On 22.03.2012 14:02, palanski wrote:

Here is the full code. Look to the last part, denoted #(f) for the question
being asked in this post:

#(a) Split datapoints into training (70 points) and test (30 points) sets.
#Read in ass4-data.txt and ass3-phodata.txt
ass4data =
read.delim('http://www.moseslab.csb.utoronto.ca/alan/ass4-data.txt', header
= FALSE, sep = "\t")

#Separate all positive and negative hits
ass4q1.neg = ass4data[which(ass4data[,1] == 0),]
ass4q1.pos = ass4data[which(ass4data[,1] == 1),]

#Reset row names
rownames(ass4q1.neg) = NULL
rownames(ass4q1.pos) = NULL

#Sample 70% (35 out of 50 in each positive/negative set) for training set,
rest for testing set
ass4q1.negRid = sample(1:nrow(ass4q1.neg),floor(0.7*nrow(ass4q1.neg)))
ass4q1.posRid = sample(1:nrow(ass4q1.pos),floor(0.7*nrow(ass4q1.pos)))
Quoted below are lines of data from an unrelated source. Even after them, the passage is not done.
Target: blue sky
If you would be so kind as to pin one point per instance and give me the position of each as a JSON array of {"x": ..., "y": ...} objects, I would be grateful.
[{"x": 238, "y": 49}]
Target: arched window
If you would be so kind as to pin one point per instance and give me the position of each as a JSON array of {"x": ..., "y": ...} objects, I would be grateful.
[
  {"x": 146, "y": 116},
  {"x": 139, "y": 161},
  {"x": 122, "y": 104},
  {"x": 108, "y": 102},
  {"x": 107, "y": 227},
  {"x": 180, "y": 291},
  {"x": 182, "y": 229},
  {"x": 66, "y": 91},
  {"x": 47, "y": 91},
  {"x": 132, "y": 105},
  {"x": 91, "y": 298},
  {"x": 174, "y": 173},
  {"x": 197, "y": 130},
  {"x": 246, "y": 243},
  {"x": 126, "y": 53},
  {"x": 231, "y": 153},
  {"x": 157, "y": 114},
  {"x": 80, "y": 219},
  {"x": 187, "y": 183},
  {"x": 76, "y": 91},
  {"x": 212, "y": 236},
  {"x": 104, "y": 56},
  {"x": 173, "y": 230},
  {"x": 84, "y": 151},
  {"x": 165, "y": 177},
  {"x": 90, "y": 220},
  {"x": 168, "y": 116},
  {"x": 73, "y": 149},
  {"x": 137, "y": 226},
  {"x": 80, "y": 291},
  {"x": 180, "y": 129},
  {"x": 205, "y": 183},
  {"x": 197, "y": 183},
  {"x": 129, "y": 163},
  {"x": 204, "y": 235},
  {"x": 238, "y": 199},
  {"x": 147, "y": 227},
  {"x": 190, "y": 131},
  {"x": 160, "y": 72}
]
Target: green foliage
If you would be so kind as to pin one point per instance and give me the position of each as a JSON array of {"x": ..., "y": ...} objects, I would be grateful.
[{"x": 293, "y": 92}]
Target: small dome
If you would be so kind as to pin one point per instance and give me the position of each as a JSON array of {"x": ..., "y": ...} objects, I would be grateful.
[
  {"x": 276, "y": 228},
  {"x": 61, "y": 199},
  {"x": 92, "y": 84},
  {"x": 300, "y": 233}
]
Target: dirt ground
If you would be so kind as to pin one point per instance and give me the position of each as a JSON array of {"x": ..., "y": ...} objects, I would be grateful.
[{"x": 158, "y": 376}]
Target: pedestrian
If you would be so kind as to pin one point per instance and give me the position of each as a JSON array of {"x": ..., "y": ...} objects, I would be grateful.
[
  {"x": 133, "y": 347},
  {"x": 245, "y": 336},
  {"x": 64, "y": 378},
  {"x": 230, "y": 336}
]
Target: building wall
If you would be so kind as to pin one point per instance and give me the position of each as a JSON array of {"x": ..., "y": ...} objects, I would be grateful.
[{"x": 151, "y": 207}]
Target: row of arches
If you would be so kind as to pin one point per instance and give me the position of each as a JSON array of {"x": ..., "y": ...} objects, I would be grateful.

#Combine negative and positive values from each data set to create training
and testing arrays
ass4q1.trainSet = as.matrix(rbind(ass4q1.neg[ass4q1.negRid,],
ass4q1.pos[ass4q1.posRid,]))
ass4q1.testSet =
rbind(ass4q1.neg[-(ass4q1.negRid),],ass4q1.pos[-(ass4q1.posRid),])

#Reset row names
rownames(ass4q1.trainSet) = NULL
rownames(ass4q1.testSet) = NULL

ass4q1.trainSetDF = as.data.frame(ass4q1.trainSet)
ass4q1.trainSetDF$V1 = factor(ass4q1.trainSetDF$V1)

ass4q1.testSetDF = as.data.frame(ass4q1.testSet)
ass4q1.testSetDF$V1 = factor(ass4q1.testSetDF$V1)


##############
#(b)Load MASS, e1071 and glmnet
library(MASS)
library(e1071)
library(glmnet)

#############
#(c)How many features does the data contain?
#The data contains 32 features (columns of data)

#############
#(d)How does the number of parameters required for Naïve Bayes, LDA, and
Logistic
#Regression (unregularized) scale as a function of the number of features?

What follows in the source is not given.